A survey by international legal practice DLA Piper and YouGovStone has revealed strong feelings in the manufacturing industry about the impact of changes to National Insurance on the sector’s recovery.
In a survey of 545 senior business figures from UK companies drawn from DLA Piper’s own clients exceeding £1m turnover, 76% of those in manufacturing polled stated that they would like to see a reduction in National Insurance (NI) to encourage hiring. Interestingly, a reduction in NI was ranked more highly than R&D tax credits as a way of supporting the sector’s recovery.
The issue of National Insurance is one of the key issues of this election campaign, with Labour planning to increase National Insurance for employers and workers by 1p in the Pound from next April, and the Conservatives planning to reduce it. Many businesses have opposed the plans to increase NI contributions, claiming the move will lead to fewer jobs being created.
The survey, UK Election 2010: The Business Vote, also found 51% of manufacturing clients sampled believe David Cameron is best placed to lead UK plc into recovery with Gordon Brown receiving 4% of votes.
Jonathan Exten-Wright, partner at DLA Piper London said: "There have been strong opinions about the impact of National Insurance hikes expressed from across the sectors during this election campaign, but the strength of feeling around this issue from an industry sector that has been hit hard by the recession is clear .
"It is also interesting to note that manufacturing businesses ranked a reduction in NI contributions as more important than tax incentives for R&D activity. For an industry that relies on innovation to maintain a competitive edge, this is a clear statement from business leaders that their labour cost is a more pressing issue .
Other key findings from the manufacturing sector include;
55% would like to see a complete overhaul of the structure of financial regulation such as replacing the FSA with a new Consumer Protection Agency with responsibility for supervision of banks passing to the Bank of England
53% feel their business is likely to be affected by the Carbon Reduction Commitment Energy Efficiency Scheme, with a third of those surveyed believing Climate Change should be a strategic Government priority.
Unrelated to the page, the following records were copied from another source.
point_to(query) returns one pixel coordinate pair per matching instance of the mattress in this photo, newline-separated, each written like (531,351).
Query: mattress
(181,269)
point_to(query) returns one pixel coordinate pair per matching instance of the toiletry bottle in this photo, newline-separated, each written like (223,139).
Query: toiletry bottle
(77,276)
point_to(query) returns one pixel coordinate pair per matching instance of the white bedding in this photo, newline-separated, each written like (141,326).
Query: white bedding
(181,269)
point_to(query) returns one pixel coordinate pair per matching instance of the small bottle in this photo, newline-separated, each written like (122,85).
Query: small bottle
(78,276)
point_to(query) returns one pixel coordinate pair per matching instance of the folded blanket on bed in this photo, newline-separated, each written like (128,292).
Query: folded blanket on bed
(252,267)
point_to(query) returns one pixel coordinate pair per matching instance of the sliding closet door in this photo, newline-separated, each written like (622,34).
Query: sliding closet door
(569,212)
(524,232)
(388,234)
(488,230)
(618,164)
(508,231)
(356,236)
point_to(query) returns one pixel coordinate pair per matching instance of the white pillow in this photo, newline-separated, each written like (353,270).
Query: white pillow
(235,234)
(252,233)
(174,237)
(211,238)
Overwhelming majority of 90% of those surveyed felt that the Government should not pass legislation with the purpose of increasing the number of women on the boards of UK companies
The survey, carried out online by YouGovStone, aims to gauge the mood of British businesses on key policy areas ahead of the UK General Election on 6 May. This research sample is representative of DLA Piper’s UK client base with a turnover above £1m.